Tegarden and Sheetz details a study which focuses on the identification of cognitive

diversity through causal mapping and cluster analysis. The study uncovered cognitive

factions (diversity) within a top management team and details the various perceptions

of the firm. Chapter X by Larsen and Niederman studies the use of UML and objectoriented

analysis and design in software development. The remaining three studies

illustrate the use of causal mapping inn applications. In Chapter XI, Ackermann and

Eden focus on the use of causal mapping to facilitate the development of a shared

meaning between business units and IS developers through a common platform which

enables negotiated outcomes. Chapter XII by Micklich uses concept mapping, cognitive

mapping and causal mapping to investigate factors in the demise of a telecommunications

leader through a case study analysis. Finally, Chapter XIII by Luca Iandoli

and Zollo presents a methodology based on causal mapping for the investigation and

management of knowledge created by software development teams engaged in application

development. A detailed application of the methodology to a case study in a

software development firm is presented to demonstrate the methodological aspects.
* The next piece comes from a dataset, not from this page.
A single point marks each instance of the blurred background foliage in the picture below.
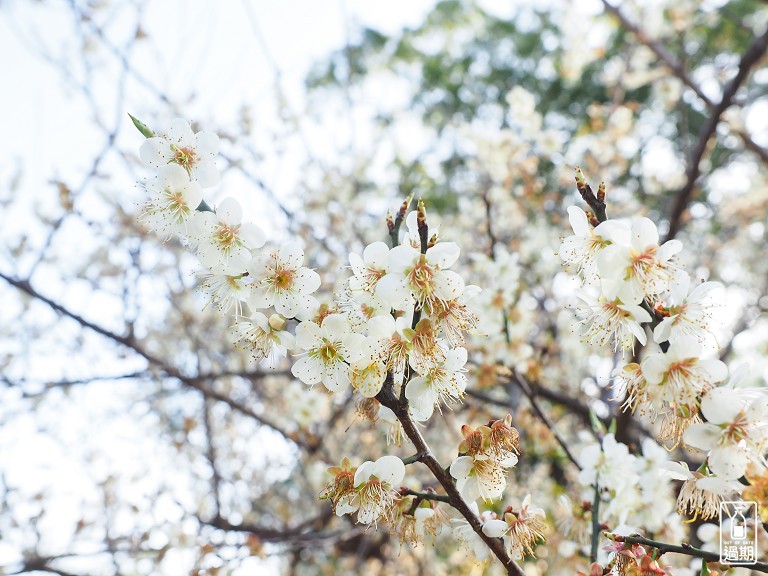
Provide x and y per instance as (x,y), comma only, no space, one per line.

The final section presents proposals for future causal mapping research to excite those

whose research can be enriched by the use of causal mapping. Chapter XIV by Otondo

presents a proposal to extend causal mapping research by representing linguistic and

semantic nuances in associative, categorical and cognitive maps. Those maps are then

used to link related elements to causal maps to create an integrated logical view of

object-oriented design. In Chapter XV, Narayanan and Liao outline several methods for

approaching the behavior of causal maps.

The chapters in this book were invited or solicited in a call for papers dispersed

to the IS community via listserv and direct e-mail. Almost everyone

invited participated in the development of the book. Out of those responding

to the call, nearly half were picked up for further development. All chapters

were involved in multiple rounds of reviews. Several individuals helped with

the development of the book. We thank Mehdi Khosrow-Pour of Idea Group

for encouraging us in developing the book, and Jan Travers, Michele Rossi,

and Jennifer Sundstrom for keeping us on track. The authors would like to

thank Paige Rutner, Christy Weer and other Ph.D. students at the University of

Arkansas and Drexel University for their assistance and helpful comments.

The authors would also like to thank Ken Armstrong for his creative input.